Uploading Data to OBS

  1. Upload data to OBS.

    Store the source data files to be imported in the OBS bucket in advance.

    1. Log in to the OBS management console.

      Click Service List and choose Object Storage Service to open the OBS management console.

    2. Create a bucket.

      For details about how to create an OBS bucket, see Creating a Bucket in the Object Storage Service Console Operation Guide.

      For example, create two buckets named mybucket and mybucket02.

    3. Create a folder.

      For details, see Creating a Folder in Object Storage Service Console Operation Guide.

      For example:

      • Create a folder named input_data in the mybucket OBS bucket.
      • Create a folder named input_data in the mybucket02 OBS bucket.
    4. Upload the files.

      For details, see section Uploading a File in Object Storage Service Console Operation Guide.

      For example:

      • Upload the following data files to the input_data folder in the mybucket OBS bucket:
        1
        2
        product_info.0
        product_info.1
        
      • Upload the following data file to the input_data folder in the mybucket02 OBS bucket:
        1
        product_info.2
        

  2. Obtain the OBS path for storing source data files.

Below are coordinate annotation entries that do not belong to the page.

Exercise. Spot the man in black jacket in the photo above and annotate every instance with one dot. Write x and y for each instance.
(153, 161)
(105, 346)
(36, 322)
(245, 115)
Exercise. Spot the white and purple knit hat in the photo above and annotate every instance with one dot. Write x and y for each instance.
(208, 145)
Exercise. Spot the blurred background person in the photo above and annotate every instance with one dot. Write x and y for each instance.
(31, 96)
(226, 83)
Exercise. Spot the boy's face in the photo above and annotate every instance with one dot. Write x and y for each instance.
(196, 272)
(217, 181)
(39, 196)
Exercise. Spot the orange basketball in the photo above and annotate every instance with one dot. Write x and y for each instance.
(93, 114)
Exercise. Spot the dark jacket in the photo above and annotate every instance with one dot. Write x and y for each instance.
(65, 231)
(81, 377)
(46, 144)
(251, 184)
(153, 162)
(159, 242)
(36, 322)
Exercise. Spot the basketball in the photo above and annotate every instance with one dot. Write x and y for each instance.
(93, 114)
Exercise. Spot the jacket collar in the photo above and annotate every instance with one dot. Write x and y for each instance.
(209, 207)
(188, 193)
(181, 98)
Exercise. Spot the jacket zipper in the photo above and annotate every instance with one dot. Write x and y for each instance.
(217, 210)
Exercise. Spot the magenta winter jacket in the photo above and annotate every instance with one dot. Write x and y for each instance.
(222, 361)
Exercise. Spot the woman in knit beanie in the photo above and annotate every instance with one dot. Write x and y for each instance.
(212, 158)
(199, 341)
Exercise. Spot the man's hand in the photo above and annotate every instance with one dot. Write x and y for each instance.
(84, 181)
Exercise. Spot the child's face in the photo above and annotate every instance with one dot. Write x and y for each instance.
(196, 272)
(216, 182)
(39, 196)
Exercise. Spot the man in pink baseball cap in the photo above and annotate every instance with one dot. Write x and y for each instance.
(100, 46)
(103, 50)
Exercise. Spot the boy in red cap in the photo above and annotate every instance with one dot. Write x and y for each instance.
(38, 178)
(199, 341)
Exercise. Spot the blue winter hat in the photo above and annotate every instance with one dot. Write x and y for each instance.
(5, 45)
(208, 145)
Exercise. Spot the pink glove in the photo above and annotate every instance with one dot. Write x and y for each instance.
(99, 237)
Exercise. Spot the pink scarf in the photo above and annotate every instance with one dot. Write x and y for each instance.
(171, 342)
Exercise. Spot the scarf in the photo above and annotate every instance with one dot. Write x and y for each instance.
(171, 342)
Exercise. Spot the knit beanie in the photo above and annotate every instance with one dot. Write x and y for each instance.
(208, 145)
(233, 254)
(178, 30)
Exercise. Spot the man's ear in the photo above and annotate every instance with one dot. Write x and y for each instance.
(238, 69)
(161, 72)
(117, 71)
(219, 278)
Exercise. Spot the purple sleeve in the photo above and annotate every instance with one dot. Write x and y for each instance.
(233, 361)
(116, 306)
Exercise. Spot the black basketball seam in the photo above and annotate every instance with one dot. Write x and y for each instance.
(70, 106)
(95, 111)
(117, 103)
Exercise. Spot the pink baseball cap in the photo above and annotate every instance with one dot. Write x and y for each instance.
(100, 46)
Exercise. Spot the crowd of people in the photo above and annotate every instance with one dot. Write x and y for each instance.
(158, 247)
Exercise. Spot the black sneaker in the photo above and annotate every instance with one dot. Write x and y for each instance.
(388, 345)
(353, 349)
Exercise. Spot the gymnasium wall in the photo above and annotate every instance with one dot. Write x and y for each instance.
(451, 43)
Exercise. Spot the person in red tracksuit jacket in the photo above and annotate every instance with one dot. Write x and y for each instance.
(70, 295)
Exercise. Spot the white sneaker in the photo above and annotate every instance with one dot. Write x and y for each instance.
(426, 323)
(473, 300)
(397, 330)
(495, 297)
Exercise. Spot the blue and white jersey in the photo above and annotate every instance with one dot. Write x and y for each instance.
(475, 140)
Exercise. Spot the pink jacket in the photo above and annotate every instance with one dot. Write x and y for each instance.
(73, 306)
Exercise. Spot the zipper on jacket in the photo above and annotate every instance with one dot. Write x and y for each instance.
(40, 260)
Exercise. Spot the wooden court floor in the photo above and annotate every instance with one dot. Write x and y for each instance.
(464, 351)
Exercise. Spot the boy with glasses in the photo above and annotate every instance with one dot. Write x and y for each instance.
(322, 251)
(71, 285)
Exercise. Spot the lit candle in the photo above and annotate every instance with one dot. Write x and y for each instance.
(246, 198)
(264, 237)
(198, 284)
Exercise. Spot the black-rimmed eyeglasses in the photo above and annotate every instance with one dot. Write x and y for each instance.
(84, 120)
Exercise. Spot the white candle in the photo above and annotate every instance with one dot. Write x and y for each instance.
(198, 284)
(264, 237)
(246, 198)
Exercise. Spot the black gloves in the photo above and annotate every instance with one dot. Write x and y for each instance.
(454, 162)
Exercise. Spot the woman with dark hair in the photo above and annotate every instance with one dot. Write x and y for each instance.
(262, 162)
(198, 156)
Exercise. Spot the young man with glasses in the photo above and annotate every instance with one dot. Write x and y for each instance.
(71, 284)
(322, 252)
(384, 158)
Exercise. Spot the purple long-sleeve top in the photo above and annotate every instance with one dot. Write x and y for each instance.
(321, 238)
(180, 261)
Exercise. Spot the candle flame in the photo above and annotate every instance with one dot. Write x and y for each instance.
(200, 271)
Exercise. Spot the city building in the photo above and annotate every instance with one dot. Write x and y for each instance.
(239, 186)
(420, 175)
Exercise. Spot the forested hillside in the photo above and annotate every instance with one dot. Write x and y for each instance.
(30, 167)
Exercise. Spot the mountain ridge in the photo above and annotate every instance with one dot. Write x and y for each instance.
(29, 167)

    After the source data files are uploaded to an OBS bucket, a globally unique access path is generated. The OBS path of the source data files is the value of the location parameter used for creating a foreign table.

    The OBS path in the location parameter is in the format of obs://bucket_name/file_path/

    For example, the OBS paths are as follows:

    1
    2
    3
    obs://mybucket/input_data/product_info.0
    obs://mybucket/input_data/product_info.1
    obs://mybucket02/input_data/product_info.2
    

  3. Grant the OBS bucket read permission for the user who will import data.

    When importing data from OBS to a cluster, the user must have the read permission for the OBS buckets where the source data files are located. You can configure the ACL for the OBS buckets to grant the read permission to a specific user.

    For details, see Configuring a Bucket ACL in Object Storage Service Console Operation Guide.